Washington’s attempt to build a regulatory framework for the digital asset industry has been hit by a combination of snowstorms, political brinkmanship and a sudden outbreak of institutional cold feet.
Senate Crypto Markup Stalls As Washington Consensus Fractures
On 29 Jan at 10:30 am ET (2.30 pm UTC), the long-delayed Senate Agriculture Committee markup finally begins, but the legislation arrives in a significantly weakened state. The process has been repeatedly knocked off course by shutdown risks and weather delays, leaving the bill’s longer-term survival in doubt. What was once described as a converging consensus has splintered into a series of bitter disputes over who gets to hold the leash.
The banking lobby strikes back
At the heart of the gridlock is a classic turf war between the Commodity Futures Trading Commission (CFTC) and the Securities and Exchange Commission (SEC). Senate Agriculture Republicans are pushing a framework that treats digital assets as commodities, effectively handing control to the CFTC. This is a direct affront to the Banking Committee version, where Democrats and banking lobbyists insist the SEC should retain primary authority.

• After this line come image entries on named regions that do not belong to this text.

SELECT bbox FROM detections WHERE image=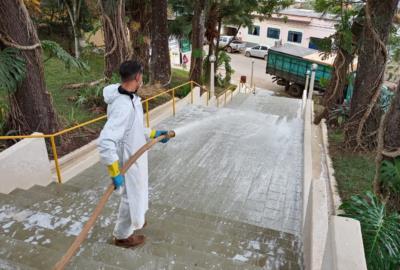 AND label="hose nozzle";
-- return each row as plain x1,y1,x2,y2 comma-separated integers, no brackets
167,130,175,139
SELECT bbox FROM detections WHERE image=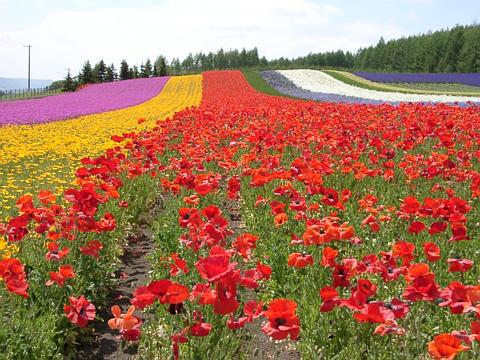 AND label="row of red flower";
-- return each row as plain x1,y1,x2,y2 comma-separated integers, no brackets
0,72,480,359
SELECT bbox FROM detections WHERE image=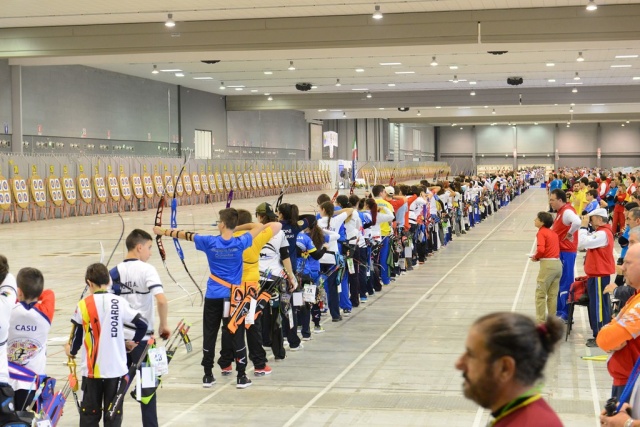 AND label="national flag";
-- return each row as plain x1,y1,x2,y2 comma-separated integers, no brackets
351,136,358,182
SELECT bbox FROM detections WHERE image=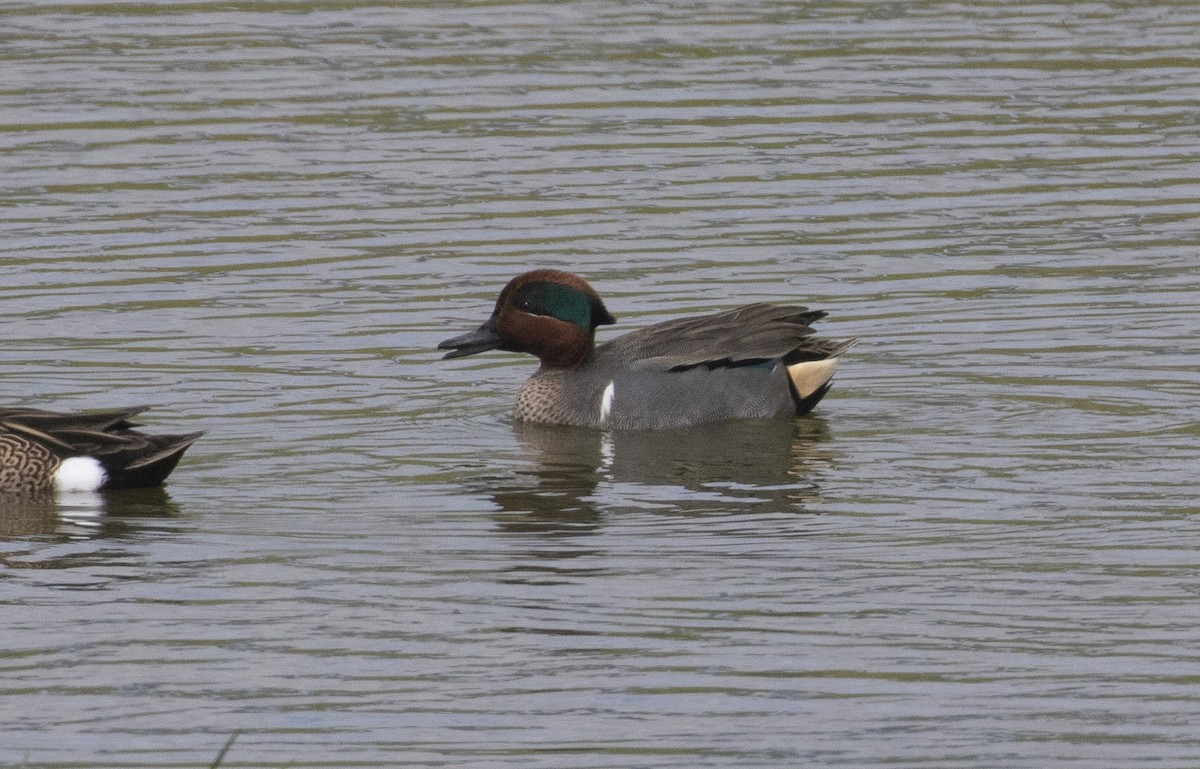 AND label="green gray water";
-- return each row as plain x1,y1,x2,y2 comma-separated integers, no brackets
0,0,1200,769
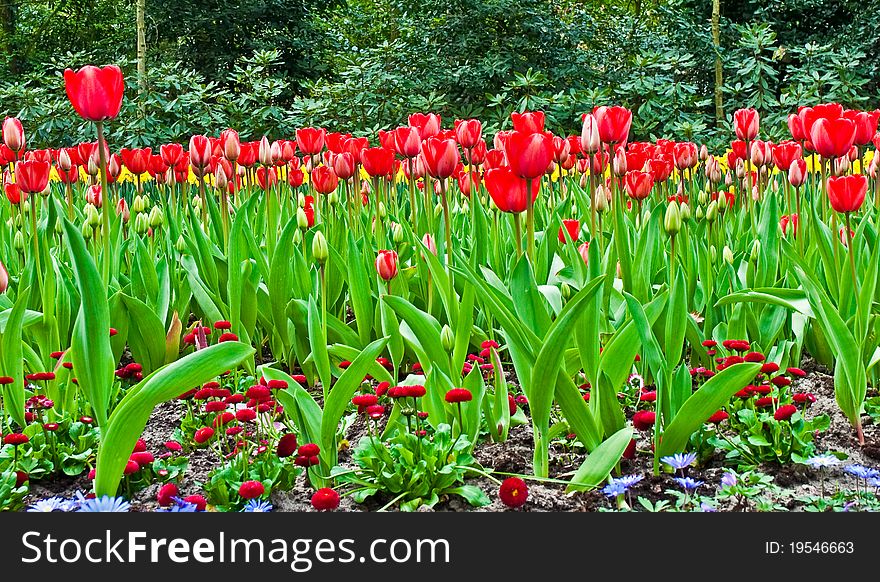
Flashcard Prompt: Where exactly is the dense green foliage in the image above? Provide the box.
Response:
[0,0,880,146]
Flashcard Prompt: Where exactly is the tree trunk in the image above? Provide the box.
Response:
[712,0,724,127]
[0,0,18,73]
[137,0,147,113]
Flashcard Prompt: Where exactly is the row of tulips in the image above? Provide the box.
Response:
[0,67,880,512]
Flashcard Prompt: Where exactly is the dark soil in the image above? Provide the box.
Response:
[17,359,880,511]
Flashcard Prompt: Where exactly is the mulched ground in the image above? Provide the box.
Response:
[20,359,880,511]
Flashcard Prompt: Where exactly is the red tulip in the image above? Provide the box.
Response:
[455,119,483,150]
[810,117,856,158]
[422,137,459,180]
[120,148,153,176]
[798,103,843,139]
[504,131,553,180]
[843,110,880,146]
[559,219,581,244]
[788,113,807,141]
[581,113,600,154]
[788,158,807,188]
[828,174,868,217]
[189,135,211,169]
[464,139,488,166]
[333,152,355,180]
[220,129,241,162]
[159,143,185,166]
[64,65,125,122]
[257,166,278,190]
[296,127,327,156]
[389,126,422,158]
[361,148,394,178]
[672,142,697,170]
[409,113,441,140]
[3,117,25,153]
[485,167,541,213]
[456,171,481,198]
[773,141,802,172]
[733,109,761,141]
[593,105,632,144]
[312,166,339,194]
[510,111,544,133]
[376,250,397,281]
[624,170,654,200]
[15,160,49,194]
[324,131,351,154]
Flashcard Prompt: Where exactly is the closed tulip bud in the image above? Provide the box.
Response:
[440,325,455,352]
[312,230,330,265]
[594,185,608,212]
[296,208,309,230]
[58,149,73,172]
[612,148,627,178]
[257,135,272,166]
[663,202,681,237]
[116,197,131,222]
[706,200,718,222]
[214,164,229,190]
[581,113,600,155]
[86,156,101,176]
[150,206,165,229]
[679,202,691,222]
[422,232,437,256]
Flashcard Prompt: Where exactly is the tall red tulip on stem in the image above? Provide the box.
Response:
[828,174,868,445]
[733,109,761,208]
[15,160,49,276]
[504,131,554,262]
[64,65,125,284]
[422,137,459,268]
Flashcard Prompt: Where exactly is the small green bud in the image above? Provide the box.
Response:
[706,200,718,223]
[440,325,455,352]
[391,222,403,245]
[663,202,681,237]
[312,230,330,265]
[679,202,691,222]
[296,208,309,230]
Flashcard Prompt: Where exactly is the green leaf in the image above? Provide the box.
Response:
[95,342,254,496]
[655,363,761,457]
[565,427,632,493]
[63,218,116,426]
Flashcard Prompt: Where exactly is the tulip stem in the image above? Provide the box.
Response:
[513,212,522,258]
[95,121,113,289]
[526,178,535,264]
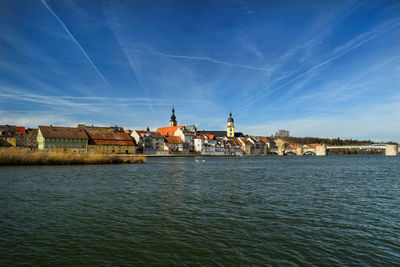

The most toxic issue remains the treatment of yield-bearing stablecoins. Banking groups are terrified that allowing exchanges to offer rewards on stablecoin balances will accelerate the flight of deposits from the traditional banking system. For the banks, this is about protecting their access to cheap capital. We are essentially watching a lobbying firefight between Coinbase and the legacy financial institutions. Crypto firms argue that banning yield simply entrenches the legacy institutions at the expense of onchain finance. It is a fundamental disagreement that no amount of legislative window dressing can hide.
Wall Street's backdoor diplomacy
While Congress bickers over unrelated issues, such as a shelved amendment regarding credit card swipe fees, the SEC is busy making its own arrangements. The agency’s Crypto Task Force met this week with representatives from SIFMA, JPMorgan and Citadel to discuss how existing securities laws should apply to tokenized assets. The message from the giants of finance is clear: they do not want exemptions for the newcomers. They want the old rules, which they already know how to use to their advantage, to be extended to the blockchain.
This "diplomatic" approach between regulators and the biggest banks suggests that the real rules of the road might be written in the halls of the SEC rather than on the floor of the Senate. The industry should be wary. While Republicans push for a CFTC-first model in statute, the reality is a move toward a shared framework that suits the incumbents, as hinted in recent SEC announcements.
Thursday’s markup might produce a committee-level victory, but with banking opposition unresolved and Democratic scepticism high, the bill remains a fragile coalition of interests. The destination is unclear. The risk remains that market structure reform emerges through bureaucratic piecemeal rather than a decisive act of Congress. For now, the suits are winning by simply ensuring that nothing happens without their permission.